I refuse to go back to school. There will be so much whispering behind my back, so many questioning looks. I won’t be able to stand it. We have a girl with divorced parents in our class; she lives alone with her mother and no one has ever let her forget how different she is from the rest of us. My own othering will be worse. Forever I will be that tragic girl whose father drowned during the monsoon season. I will be a reminder of bad luck, inauspicious omens. All those limes cut over me by the Hindu monk, they have not kept away misfortune. This is a place where people do not forget or forgive bad luck easily.

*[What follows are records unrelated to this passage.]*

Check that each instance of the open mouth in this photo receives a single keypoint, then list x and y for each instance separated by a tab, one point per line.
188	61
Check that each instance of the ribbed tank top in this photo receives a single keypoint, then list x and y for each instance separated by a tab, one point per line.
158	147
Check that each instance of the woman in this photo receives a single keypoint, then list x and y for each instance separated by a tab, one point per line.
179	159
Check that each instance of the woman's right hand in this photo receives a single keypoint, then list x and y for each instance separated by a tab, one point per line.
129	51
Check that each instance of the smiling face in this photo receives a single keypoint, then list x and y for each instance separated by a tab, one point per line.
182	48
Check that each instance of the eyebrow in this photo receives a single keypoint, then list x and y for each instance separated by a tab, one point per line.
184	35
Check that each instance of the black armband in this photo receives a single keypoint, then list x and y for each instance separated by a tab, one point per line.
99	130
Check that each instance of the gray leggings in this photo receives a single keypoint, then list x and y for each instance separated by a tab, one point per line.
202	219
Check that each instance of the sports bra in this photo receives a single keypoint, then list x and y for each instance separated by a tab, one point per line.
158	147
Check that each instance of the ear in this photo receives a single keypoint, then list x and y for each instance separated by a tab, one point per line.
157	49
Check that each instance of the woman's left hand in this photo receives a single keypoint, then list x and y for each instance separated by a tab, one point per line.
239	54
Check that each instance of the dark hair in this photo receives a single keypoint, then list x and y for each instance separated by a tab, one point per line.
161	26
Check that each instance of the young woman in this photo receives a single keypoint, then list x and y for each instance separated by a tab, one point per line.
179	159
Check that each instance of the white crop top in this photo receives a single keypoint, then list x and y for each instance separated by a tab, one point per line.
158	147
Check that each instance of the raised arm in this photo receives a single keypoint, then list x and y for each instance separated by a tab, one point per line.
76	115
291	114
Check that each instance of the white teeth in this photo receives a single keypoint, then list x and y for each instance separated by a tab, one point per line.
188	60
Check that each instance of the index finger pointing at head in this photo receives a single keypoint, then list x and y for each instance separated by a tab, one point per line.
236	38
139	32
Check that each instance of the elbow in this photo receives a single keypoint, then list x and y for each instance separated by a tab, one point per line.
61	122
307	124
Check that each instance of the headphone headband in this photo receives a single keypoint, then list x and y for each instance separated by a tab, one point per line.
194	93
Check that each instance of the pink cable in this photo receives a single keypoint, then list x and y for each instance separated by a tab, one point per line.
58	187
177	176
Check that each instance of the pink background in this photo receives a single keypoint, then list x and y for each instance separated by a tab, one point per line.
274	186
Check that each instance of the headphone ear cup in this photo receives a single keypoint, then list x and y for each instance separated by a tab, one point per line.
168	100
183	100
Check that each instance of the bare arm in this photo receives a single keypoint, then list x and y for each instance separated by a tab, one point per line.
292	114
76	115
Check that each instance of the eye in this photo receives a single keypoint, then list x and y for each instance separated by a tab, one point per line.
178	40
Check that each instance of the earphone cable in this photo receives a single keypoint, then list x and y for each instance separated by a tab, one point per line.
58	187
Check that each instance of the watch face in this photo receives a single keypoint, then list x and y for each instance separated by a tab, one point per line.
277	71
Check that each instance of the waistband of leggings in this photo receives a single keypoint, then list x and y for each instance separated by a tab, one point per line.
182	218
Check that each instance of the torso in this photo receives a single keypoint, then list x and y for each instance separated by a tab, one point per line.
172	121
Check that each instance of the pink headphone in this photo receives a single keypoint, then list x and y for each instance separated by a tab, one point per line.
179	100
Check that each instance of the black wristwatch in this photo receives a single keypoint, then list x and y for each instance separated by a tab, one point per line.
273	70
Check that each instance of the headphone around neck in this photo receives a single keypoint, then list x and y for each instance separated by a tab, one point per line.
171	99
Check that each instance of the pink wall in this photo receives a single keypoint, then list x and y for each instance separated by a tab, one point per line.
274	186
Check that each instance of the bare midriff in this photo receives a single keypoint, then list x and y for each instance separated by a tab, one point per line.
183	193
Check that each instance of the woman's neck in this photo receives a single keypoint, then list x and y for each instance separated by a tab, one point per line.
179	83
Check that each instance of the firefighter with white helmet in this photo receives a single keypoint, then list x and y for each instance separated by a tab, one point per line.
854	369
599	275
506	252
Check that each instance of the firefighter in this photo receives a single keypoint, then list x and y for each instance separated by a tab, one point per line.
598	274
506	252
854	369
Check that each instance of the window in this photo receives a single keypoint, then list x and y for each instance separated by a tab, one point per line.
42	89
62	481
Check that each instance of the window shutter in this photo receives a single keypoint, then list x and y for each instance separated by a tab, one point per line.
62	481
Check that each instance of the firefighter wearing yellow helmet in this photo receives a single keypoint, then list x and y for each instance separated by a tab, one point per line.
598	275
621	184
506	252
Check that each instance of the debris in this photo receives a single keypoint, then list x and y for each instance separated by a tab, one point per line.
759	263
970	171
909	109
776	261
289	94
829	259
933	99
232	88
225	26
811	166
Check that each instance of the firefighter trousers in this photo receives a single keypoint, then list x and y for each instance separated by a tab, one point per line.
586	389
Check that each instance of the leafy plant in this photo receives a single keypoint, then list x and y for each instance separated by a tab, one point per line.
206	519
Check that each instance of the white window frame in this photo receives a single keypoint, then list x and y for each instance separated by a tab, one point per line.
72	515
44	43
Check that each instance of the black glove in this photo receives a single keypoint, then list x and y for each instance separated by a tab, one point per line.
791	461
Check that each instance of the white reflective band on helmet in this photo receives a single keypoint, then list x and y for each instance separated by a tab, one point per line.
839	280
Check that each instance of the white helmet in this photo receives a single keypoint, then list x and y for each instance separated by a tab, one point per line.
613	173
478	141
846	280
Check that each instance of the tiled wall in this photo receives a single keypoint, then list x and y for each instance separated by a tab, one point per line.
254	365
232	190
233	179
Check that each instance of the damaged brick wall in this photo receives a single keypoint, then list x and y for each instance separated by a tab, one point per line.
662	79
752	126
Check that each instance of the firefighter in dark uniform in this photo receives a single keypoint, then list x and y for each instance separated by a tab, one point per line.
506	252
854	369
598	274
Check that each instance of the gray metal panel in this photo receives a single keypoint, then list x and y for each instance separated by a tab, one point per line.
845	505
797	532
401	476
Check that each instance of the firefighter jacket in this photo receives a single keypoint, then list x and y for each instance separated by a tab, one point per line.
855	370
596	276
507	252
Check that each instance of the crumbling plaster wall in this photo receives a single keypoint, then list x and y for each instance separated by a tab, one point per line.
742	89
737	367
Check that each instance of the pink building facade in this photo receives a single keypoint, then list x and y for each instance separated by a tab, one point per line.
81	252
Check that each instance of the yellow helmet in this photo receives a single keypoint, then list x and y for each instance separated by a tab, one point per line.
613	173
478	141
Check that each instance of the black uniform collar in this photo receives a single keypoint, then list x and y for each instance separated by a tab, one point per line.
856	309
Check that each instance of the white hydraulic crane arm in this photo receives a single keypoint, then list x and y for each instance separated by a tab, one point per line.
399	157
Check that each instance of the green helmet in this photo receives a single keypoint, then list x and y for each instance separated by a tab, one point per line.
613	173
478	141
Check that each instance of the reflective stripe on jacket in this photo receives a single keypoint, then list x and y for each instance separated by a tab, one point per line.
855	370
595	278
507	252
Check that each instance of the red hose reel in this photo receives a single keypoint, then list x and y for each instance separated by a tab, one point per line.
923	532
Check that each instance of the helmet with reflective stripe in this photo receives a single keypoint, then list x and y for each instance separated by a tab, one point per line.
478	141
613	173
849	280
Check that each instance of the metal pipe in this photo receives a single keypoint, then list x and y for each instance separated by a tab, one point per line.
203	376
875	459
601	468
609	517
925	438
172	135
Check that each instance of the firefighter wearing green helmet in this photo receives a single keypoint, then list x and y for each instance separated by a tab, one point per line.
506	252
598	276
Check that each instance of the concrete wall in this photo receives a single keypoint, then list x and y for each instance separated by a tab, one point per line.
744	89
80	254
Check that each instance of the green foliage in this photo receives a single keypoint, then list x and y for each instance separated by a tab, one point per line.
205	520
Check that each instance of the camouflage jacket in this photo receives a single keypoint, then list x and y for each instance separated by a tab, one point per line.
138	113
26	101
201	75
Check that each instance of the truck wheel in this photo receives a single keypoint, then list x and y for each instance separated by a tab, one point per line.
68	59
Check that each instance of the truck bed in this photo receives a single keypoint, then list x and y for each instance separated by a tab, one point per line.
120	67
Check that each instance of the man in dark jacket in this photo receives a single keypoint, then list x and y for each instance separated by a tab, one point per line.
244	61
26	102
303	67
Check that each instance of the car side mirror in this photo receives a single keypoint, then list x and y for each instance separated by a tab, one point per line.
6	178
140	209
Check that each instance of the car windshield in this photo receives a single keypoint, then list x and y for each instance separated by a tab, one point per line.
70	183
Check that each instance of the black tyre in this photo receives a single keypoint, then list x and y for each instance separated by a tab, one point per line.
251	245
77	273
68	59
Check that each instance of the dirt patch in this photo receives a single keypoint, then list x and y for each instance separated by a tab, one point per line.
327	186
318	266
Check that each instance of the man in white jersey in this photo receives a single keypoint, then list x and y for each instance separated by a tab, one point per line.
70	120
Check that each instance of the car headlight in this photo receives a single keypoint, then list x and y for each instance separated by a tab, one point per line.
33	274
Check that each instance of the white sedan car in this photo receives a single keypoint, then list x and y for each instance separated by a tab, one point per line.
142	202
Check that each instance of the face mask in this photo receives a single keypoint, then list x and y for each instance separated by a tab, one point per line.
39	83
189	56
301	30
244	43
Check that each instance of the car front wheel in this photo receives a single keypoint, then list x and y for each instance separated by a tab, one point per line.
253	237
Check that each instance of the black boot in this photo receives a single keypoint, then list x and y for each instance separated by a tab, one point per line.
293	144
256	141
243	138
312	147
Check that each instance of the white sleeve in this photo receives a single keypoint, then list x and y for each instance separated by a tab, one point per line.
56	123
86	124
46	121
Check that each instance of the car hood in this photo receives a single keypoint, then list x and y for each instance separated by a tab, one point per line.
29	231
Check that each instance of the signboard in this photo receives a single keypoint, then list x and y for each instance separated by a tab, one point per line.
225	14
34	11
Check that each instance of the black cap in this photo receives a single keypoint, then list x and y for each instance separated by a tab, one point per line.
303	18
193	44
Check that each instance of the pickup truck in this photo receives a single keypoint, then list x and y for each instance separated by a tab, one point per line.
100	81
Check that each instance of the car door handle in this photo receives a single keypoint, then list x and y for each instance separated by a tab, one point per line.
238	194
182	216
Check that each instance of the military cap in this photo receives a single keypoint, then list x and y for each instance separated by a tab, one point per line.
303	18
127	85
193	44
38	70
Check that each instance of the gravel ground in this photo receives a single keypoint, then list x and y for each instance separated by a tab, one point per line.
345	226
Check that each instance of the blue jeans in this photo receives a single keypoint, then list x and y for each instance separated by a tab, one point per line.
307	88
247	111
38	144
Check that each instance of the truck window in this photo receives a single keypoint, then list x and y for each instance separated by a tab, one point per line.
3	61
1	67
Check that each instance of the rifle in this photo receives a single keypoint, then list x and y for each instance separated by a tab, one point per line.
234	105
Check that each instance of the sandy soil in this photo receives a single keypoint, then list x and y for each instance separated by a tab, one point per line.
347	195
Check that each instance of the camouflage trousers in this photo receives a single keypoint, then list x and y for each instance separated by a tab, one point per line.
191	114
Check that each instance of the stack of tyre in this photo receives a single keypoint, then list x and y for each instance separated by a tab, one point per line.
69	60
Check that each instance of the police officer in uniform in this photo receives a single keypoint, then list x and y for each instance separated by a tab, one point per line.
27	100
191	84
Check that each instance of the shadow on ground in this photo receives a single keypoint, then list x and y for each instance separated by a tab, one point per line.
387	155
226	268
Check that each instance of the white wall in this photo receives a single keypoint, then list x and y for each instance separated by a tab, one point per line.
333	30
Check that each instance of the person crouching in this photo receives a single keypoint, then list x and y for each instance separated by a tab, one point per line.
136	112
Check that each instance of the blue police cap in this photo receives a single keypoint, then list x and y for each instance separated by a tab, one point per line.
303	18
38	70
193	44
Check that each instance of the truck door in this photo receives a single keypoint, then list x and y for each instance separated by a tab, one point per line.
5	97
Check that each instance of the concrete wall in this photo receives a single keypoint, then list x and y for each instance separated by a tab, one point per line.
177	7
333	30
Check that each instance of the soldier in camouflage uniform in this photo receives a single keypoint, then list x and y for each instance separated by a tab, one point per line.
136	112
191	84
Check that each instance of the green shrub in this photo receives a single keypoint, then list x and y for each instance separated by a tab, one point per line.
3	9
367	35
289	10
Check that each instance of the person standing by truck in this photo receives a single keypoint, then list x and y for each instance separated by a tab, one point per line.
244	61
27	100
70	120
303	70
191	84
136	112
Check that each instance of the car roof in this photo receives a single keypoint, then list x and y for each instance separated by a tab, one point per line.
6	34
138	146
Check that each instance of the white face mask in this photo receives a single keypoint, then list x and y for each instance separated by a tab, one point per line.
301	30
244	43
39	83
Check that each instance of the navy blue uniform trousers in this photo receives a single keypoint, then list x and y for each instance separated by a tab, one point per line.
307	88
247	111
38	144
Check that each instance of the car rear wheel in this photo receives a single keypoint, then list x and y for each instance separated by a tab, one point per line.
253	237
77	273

I wander the house and the garden, Punch at my heels, he too looking lost and bewildered. I sit by the river and stare into the rushing water. I imagine my father’s body falling. An accident, they say. The storm had been so fierce, he had not seen the river; he had fallen in from the bank. But I know that’s not how it happened. When the monsoon comes as it does every afternoon, I sit at my window and watch water punishing the world.

The policemen look for Samson. They want to question him about that night but can find no sign of him. I can’t sleep. Every time I close my eyes I hear him creeping up the stairs, coming for me. No one knows if he has run away or is hiding somewhere, waiting. Sita brings plates of food to my room; she sits by my bed and mixes it with her hand, feeds me. I can see that she too has not slept properly in weeks. The three of us have become gaunt female ghosts mourning our lost men.

*

My mother stares out of the window at the river. She puts her hand on the glass as if beseeching what is outside to come in. Her voice is ragged. “Why did he have to go out? I begged him not to.”